After re-billing, verify the VAT on the new document (GET it back and
check items[].data.vatRate/taxRate), rather than assuming it inherited what
you expected. If you re-bill by reusing a catalog item, confirm that item still
carries the VAT you intend — issuing corrections can leave a catalog item in a
different state than you last saw it.
Cancel — for a document with no credit/debit notes yet
fiz POST /invoices/{id}/cancel
Cancels an issued invoice directly (sets status: CANCELED). This is only
allowed while the invoice has no issued credit/debit notes against it — if it
does, the API returns 400 and you must work through those notes instead.
Prefer a credit note when you need an auditable reversal reason; use cancel for a
clean, reason-less voiding of a document nothing else references yet.
Document types (type)
Values: INVOICE · INVOICE_RECEIPT · SIMPLIFIED_INVOICE · RECEIPT ·
CREDIT_NOTE · DEBIT_NOTE. Default to INVOICE unless the user asks for a
receipt or simplified invoice. Only INVOICE_RECEIPT and SIMPLIFIED_INVOICE
accept a payment object on creation. See domain.md for what each type means
and when to use it.
Common operations reference
| Action | Method & path |
|---|
| List/search customers | GET /customers?search=… |
| Create customer | POST /customers |
| List/search items | GET /items?search=… |
| Create item | POST /items |
| List series | GET /series |
| Create draft | POST /invoices |
| Edit draft | PATCH /invoices/:id |
| Issue | POST /invoices/:id/issue |
| Credit note (reverse an issued invoice) | POST /invoices/credit-notes |
| Cancel an issued invoice | POST /invoices/:id/cancel |
| List invoices | GET /invoices |
| Get one invoice | GET /invoices/:id |
| Download PDF | GET /invoices/:id/pdf |
| Delete (draft) | DELETE /invoices/:id |
Error handling
Always check the HTTP status, not just that the command ran. On error the API
returns a normal-looking JSON body — { "statusCode": 400, "message": "...", "timestamp": "..." } — with the matching HTTP status. With raw curl -s that
body prints and curl still exits 0, so it is easy to mistake an error for a
result. The fiz helper guards against this: it prints an HTTP <code> line and
returns non-zero on 4xx/5xx. If you must use raw curl, add -w '\n%{http_code}'
(or -o body -w '%{http_code}') and inspect the code.
Common statuses:
- 401 — missing/invalid API key. Tell the user to set
FIZ_API_KEY in their
environment (not in chat).
- 400 — validation error; the
message says which field. Common cases:
empty items, payment on an unsupported type, an unknown/extra field
(strict whitelist), malformed dueDate (must be full ISO 8601 with timezone,
e.g. 2026-07-18T00:00:00.000Z).
- 5xx — backend/AT problem; surface it, don't retry the same write blindly
(a create may have partially succeeded — check with a
GET first).
Always echo the API's message back to the user rather than retrying blindly.
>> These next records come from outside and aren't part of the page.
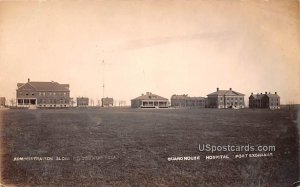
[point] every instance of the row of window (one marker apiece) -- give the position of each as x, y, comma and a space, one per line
44, 93
231, 98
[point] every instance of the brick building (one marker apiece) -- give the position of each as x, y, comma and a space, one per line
225, 99
266, 100
184, 100
42, 94
82, 101
149, 100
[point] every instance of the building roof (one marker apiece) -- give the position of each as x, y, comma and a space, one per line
150, 96
272, 95
257, 96
107, 99
261, 95
229, 92
185, 96
46, 86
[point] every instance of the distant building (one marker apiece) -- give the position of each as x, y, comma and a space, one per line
184, 100
2, 101
107, 102
43, 94
225, 99
149, 100
267, 100
82, 102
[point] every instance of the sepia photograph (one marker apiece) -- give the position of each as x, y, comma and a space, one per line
150, 93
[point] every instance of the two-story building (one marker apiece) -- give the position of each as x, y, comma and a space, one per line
179, 101
225, 99
266, 100
149, 100
107, 102
42, 94
82, 101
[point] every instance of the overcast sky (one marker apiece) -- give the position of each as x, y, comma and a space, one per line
165, 47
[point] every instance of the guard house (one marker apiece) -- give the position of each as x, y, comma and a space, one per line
267, 100
82, 102
2, 101
107, 102
149, 100
179, 101
225, 99
43, 94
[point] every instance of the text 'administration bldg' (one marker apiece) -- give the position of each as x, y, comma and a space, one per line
43, 94
149, 100
225, 99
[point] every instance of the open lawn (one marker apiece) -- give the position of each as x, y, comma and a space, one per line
131, 147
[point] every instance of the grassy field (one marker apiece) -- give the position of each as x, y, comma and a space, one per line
130, 147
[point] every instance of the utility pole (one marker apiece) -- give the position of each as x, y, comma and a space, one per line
103, 64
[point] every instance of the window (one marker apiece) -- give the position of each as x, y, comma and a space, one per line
20, 101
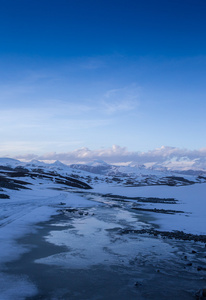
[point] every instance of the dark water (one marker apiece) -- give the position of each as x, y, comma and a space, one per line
85, 256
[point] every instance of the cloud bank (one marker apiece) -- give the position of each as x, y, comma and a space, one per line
169, 157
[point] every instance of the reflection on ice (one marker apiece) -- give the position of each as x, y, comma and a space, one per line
96, 240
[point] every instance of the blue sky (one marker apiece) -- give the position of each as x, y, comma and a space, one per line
93, 74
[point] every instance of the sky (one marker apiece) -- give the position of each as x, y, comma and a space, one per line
93, 74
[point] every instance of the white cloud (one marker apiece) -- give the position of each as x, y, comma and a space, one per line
170, 157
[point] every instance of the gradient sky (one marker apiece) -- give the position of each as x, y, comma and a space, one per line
77, 73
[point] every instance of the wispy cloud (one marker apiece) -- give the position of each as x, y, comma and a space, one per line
170, 157
121, 100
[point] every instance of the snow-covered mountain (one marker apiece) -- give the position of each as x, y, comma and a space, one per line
86, 176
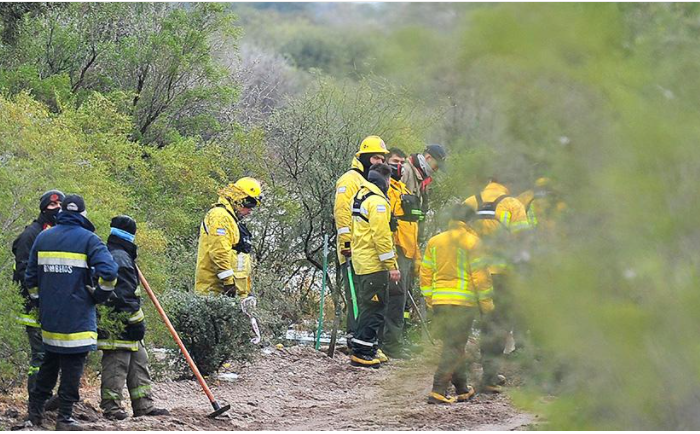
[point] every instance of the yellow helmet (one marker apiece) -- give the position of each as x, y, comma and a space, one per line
542, 182
245, 192
250, 186
372, 145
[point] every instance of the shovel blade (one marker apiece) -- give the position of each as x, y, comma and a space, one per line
220, 411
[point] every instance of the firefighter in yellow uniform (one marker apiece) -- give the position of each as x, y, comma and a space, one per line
222, 232
374, 263
372, 151
542, 205
500, 219
457, 285
406, 212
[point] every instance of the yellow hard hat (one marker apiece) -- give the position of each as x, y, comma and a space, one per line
249, 186
542, 182
372, 145
245, 192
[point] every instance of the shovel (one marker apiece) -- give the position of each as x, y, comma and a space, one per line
218, 409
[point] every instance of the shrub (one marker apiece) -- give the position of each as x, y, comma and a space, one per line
214, 329
14, 348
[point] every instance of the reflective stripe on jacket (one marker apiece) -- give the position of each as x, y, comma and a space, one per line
406, 235
372, 241
218, 233
242, 273
453, 271
345, 190
60, 267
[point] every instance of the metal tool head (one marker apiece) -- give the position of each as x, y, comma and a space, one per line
218, 411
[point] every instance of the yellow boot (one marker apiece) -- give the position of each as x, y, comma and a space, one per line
436, 398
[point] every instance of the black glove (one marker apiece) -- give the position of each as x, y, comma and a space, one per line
135, 332
230, 290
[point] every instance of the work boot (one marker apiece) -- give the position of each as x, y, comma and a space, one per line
364, 361
400, 354
465, 395
65, 421
52, 403
116, 415
35, 413
152, 412
68, 424
438, 398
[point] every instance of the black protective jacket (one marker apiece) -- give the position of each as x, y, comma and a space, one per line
125, 298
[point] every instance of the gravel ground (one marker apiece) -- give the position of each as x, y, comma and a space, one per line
298, 388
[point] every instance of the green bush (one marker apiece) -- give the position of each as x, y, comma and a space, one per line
14, 348
214, 329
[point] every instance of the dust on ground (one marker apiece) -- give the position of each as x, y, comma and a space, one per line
299, 388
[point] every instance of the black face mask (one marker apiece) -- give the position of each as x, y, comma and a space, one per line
396, 171
50, 215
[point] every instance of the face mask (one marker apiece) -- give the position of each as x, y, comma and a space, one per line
396, 171
51, 214
425, 166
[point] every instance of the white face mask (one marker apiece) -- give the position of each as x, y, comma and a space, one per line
425, 166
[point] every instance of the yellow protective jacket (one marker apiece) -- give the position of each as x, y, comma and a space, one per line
509, 215
218, 233
540, 210
453, 270
510, 212
242, 273
406, 235
372, 241
345, 190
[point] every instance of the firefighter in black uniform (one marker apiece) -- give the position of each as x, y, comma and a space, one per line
124, 358
49, 205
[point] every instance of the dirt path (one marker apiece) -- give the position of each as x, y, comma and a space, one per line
327, 394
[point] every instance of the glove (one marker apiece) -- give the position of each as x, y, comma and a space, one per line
416, 265
230, 290
136, 332
249, 303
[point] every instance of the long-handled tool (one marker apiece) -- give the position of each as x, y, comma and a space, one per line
420, 317
353, 294
323, 293
218, 409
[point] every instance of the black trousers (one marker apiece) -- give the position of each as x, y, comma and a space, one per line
351, 324
372, 298
37, 355
453, 323
71, 369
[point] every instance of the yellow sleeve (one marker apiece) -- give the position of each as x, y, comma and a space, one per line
427, 269
480, 275
342, 212
221, 237
379, 215
511, 213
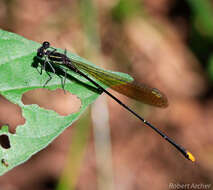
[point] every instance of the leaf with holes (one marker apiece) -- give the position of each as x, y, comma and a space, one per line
42, 126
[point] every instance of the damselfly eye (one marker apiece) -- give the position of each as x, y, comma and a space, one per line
46, 45
40, 53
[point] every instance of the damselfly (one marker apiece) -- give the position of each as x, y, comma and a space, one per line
131, 89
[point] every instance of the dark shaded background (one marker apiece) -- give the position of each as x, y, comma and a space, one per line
165, 43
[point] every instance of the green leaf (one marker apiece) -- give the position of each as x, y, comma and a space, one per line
17, 77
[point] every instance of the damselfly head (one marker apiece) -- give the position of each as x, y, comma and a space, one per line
46, 45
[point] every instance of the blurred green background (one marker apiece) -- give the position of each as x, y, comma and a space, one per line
166, 44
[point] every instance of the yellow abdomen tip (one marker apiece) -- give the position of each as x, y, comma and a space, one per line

The full, authoritative request/response contract is the live Swagger UI at
https://api.fiz.co/ — consult it if a field here looks out of date.
When you need more detail
Two companion files in this skill directory:
domain.md — the Portuguese tax domain: VAT rates per territory, the full
list of exemption (M) codes and when each applies, document types, CAE/NIF
rules, withholding tax, and how AT sync / issuing irreversibility work. Read it
whenever a tax decision is non-obvious (especially choosing a vatRate or an
exemption reason).
reference.md — the complete field-by-field API reference (every
customer/item/invoice field, all enum values, full request/response shapes).
Appendix — raw curl (without the helper)
Prefer the fiz helper above; it checks the HTTP status. If it isn't available,
use raw curl with -w '\n%{http_code}' and inspect the trailing status line
— do not use a bare curl -s, which hides the status and makes an error body
look like success. The pattern is the same for every call (add -X POST and a
-d '{…}' body for writes):
curl -sS -w '\n%{http_code}' \
"$FIZ_API_URL/customers?search=Joao" \
-H "x-api-key: $FIZ_API_KEY"
The last printed line is the HTTP status: treat 2xx as success, anything else as
failure (the JSON above it holds the error message).